The wild wild west is over in Bunnell. They are acutally runnig like a real police force. Thanks Martinez and Chief Jones.
As far as passing the cops on to the County this would be a mistake. The county motor ticket patrol will not work in Bunnell because you need cops that know all the players in the community. Arrest are up in Bunnell for petty drugs bust this continues to chase the drugs up to Palm Coast.
If you have not read in Flagler Live or listen to WNZF lately you will here about the violent nature of drugs no longer as violent in Bunnell just more petty. So the cops of Bunnell are doing their job how subtle it may appear.
As far as the Murrays are concerned. This is America and the rights of the accused should play out in the courts system……………….
HadEnough says
Neither Martinez nor Jones did anything to stop Murrays. This all started because one officer had the courage to stand up against corruption and file a compliant with the state after numerous complaints against the Murrays were dismissed by Jones and Martinez.

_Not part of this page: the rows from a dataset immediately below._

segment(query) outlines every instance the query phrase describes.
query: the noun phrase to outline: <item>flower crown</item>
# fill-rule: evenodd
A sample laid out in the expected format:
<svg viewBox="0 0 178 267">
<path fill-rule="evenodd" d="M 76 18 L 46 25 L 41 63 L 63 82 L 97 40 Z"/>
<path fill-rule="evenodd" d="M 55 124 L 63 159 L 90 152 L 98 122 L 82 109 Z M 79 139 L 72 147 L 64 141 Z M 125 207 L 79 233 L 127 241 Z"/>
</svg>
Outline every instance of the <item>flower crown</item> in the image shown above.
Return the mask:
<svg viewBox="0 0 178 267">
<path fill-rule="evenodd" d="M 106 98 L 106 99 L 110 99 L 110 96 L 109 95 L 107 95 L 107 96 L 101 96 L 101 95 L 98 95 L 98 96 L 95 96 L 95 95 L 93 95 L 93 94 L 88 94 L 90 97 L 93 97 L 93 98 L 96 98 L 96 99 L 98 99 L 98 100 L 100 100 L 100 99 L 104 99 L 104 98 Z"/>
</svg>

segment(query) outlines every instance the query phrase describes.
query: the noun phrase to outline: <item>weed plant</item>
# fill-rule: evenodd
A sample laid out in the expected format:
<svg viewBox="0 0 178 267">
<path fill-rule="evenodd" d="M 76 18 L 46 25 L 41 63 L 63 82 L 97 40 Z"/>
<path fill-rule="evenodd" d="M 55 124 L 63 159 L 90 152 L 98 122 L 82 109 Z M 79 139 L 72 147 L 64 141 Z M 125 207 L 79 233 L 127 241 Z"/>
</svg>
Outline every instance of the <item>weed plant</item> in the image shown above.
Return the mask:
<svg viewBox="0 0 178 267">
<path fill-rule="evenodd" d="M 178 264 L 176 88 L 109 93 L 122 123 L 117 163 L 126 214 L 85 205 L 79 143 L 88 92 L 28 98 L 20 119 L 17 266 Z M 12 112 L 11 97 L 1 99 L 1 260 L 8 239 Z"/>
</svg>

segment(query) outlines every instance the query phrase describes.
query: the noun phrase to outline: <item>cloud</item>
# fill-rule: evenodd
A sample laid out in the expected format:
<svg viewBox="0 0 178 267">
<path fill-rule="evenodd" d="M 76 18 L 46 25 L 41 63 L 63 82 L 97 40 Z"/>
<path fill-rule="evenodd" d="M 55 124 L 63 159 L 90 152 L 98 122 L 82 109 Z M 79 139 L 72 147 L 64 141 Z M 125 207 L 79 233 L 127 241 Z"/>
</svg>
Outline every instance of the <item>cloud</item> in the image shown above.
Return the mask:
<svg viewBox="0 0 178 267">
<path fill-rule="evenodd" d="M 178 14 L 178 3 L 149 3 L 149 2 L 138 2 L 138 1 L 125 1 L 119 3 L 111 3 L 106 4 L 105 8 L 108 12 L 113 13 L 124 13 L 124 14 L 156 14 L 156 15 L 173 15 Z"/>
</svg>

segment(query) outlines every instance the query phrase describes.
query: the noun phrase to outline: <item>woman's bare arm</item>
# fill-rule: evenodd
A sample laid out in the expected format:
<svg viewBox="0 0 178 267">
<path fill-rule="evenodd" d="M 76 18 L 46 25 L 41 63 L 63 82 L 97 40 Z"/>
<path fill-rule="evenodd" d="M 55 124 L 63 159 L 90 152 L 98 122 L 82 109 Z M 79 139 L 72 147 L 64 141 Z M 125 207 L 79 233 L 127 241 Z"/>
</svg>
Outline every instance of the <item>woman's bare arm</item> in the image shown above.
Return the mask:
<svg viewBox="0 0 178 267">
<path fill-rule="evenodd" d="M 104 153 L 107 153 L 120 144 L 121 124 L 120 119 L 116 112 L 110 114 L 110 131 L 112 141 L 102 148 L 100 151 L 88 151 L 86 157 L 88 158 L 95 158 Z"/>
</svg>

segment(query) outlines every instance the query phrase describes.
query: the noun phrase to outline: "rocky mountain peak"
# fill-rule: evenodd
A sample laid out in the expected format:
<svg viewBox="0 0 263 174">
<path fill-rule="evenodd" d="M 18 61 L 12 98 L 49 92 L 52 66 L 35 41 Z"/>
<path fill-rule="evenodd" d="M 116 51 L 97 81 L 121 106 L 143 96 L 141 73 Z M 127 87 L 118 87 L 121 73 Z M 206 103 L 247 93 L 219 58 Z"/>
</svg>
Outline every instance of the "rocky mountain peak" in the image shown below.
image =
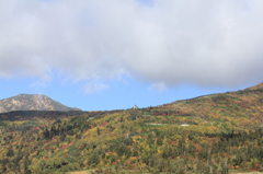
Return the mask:
<svg viewBox="0 0 263 174">
<path fill-rule="evenodd" d="M 68 107 L 43 94 L 19 94 L 0 101 L 0 113 L 12 111 L 80 111 Z"/>
</svg>

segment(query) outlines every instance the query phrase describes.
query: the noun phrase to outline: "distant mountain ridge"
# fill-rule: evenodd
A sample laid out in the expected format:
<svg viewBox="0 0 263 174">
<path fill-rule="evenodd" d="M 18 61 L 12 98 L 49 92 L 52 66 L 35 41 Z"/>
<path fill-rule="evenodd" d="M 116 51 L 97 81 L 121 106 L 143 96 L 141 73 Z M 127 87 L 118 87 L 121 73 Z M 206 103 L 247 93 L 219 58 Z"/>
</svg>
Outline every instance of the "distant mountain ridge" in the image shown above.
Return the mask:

Its time for a new Chief, a new city manager and several new commissioners.
Ralph Belcher says
The State has this and related issues under a microscope. The Citizens of Bunnell have spoken and want their own Police force. Can they afford the salaries to attract upper echelon quality personnel? The City Leaders would rather not go there, no one is sitting on a pot of gold. Therefore we will, in part, get the low rent version of a Police Department. A couple of bad apples it seems have been weeded out, a City Commissioner with questionable practices was not voted back in (eight votes, really?), so let’s see what happens. There are officers on the force who do a good job and have to battle the image stain others have left on the City and Department. Godspeed. With liberty AND JUSTICE for all. And Towing Companies who pay their employees.
Honest Abe says
Montecito, Bunnell did not clean up this type of cop and definitely the puppet master nor his puppet had anything to do with it either. If it were up to them, these so called “cops” would still be sending tow’s Saxon’s way with that illegal kick back going to the city. Hire the good cops from Bunnell to the county and get rid of this department like Mr. Tucker has been asking for years now. Oh wait, that’s right, we’ll have to wait until the next election when the city commissioners majority becomes the minority.
franklin says
Neither Martinez nor Jones did anything to stop Murrays. This all started because one officer{sgt gamarra} had the courage to stand up against corruption and file a compliant with the state after numerous complaints against the Murrays were dismissed by Jones and Martinez. and sgt gamarra have too pay the consequences and lose his job just because he did what he swore to do and the authority did nothing, to reinstate sgt gamarra with honor …….what a shame !!!!!!!! ……
palmcoaster says
@franklin; if what you are saying here is true and I can infer it is as per what witness Gamarra stated in court. Then lets justice prevail and re-hire Sgt. Gamarra. Mr. Martinez set a good the example, please, so we can start cleaning up the county!
L says
look at those smiles they have there practically getting away with it even if they got fired it wont matter. these 2 Schmucks just happen to get caught red handed an a slap on the wrist.